I do feel like the reason I finally came to this realization was because he said he really wanted to stay friends then wouldn't answer phone calls or respond to messages. But hey, if he can't be honest with me, then I don't want him as a friend at all.
It's weird because I'd always get angry at him for something-or-other, then when he finally picked up or called back, I'd realize I was being a bitch and angry for no reason. Well, the last contact I received from him proved me otherwise, and I was only looking for an excuse to really be done with him.
I've missed him and wish he were still my friend, but I do think I'm past that.
I had so many fantastic memories with him.
It's a pity, though. He could've been such a great person.
I hope he becomes it some day.
Anyway, I'm starting to try to delve into things that make me happy, or at least keep telling myself they do.
I'm having a lot of trouble finding things that aren't just making me externally happy.
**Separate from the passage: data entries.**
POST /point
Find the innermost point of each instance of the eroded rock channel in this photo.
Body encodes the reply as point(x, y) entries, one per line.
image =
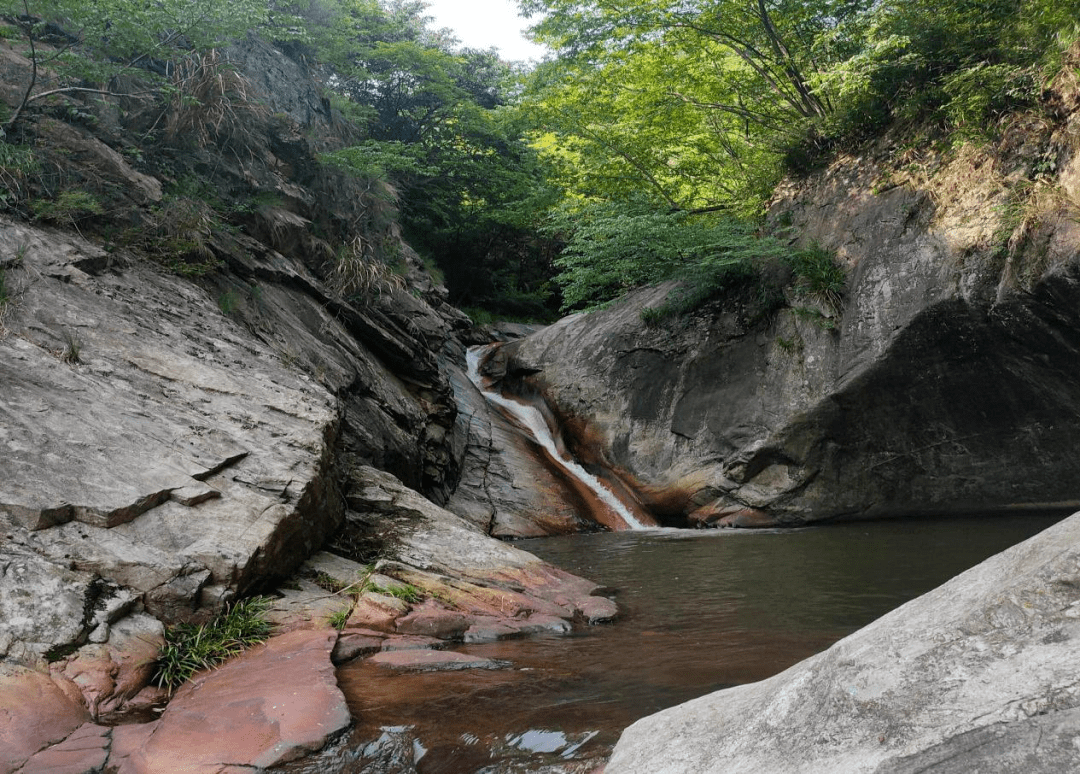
point(175, 437)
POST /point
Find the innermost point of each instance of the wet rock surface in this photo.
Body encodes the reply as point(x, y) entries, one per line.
point(949, 347)
point(981, 669)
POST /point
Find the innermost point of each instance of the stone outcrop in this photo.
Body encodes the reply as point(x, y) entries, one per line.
point(956, 340)
point(977, 675)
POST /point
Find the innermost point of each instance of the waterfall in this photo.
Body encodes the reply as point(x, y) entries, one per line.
point(532, 421)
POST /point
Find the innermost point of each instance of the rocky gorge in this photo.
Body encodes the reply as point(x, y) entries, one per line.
point(174, 440)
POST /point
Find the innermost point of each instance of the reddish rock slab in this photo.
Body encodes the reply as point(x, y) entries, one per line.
point(35, 714)
point(412, 642)
point(430, 619)
point(274, 704)
point(84, 751)
point(491, 630)
point(433, 661)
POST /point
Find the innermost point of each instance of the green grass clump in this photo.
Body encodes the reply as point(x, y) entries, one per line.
point(407, 592)
point(339, 619)
point(68, 207)
point(190, 648)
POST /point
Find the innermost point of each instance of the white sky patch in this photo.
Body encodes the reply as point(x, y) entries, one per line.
point(482, 24)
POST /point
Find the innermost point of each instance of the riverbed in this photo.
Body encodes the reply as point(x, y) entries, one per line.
point(700, 611)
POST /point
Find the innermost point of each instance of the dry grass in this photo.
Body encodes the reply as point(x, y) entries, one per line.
point(210, 102)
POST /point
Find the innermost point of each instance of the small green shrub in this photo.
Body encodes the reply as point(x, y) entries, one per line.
point(653, 316)
point(68, 207)
point(17, 163)
point(815, 317)
point(190, 648)
point(819, 275)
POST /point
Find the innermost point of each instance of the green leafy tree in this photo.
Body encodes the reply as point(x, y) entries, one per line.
point(435, 123)
point(73, 42)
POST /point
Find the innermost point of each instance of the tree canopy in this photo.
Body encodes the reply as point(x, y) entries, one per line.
point(646, 144)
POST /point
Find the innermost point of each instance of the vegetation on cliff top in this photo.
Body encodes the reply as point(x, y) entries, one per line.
point(644, 148)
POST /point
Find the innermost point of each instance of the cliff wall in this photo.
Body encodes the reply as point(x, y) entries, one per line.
point(943, 383)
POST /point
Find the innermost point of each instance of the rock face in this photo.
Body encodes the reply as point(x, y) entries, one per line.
point(957, 339)
point(505, 488)
point(272, 705)
point(977, 675)
point(180, 406)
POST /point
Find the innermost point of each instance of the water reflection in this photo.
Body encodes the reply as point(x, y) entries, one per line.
point(701, 611)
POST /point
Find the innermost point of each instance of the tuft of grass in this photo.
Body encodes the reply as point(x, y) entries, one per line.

Because those things are all just shallow, in my eyes. I want internal happiness. Hopefully I'll get there. Eventually. If not, I hope I enjoy my journey. That's all I could ever hope.
In other news, my research position is great! I work with some fantastic people.
Naturally, I'm afraid to talk to people I don't know, but I'm getting there. At least I can make casual conversation with the guy whose little office I share. I wish I could be better at it, though. Fucking hate my anxiety. >.<
La la la, so, yeah. Nothing much to do. I actually finished all my schoolwork for today [EGADS!] so I took some time out to do this. :)
Oh, Project Runway, here I come. I hate working Thursday nights. I always miss it.
Soonish off to get food and read for awhile. I like my alone time.
*sigh* It's been a peaceful day, despite the severe lack of sleep I've been getting.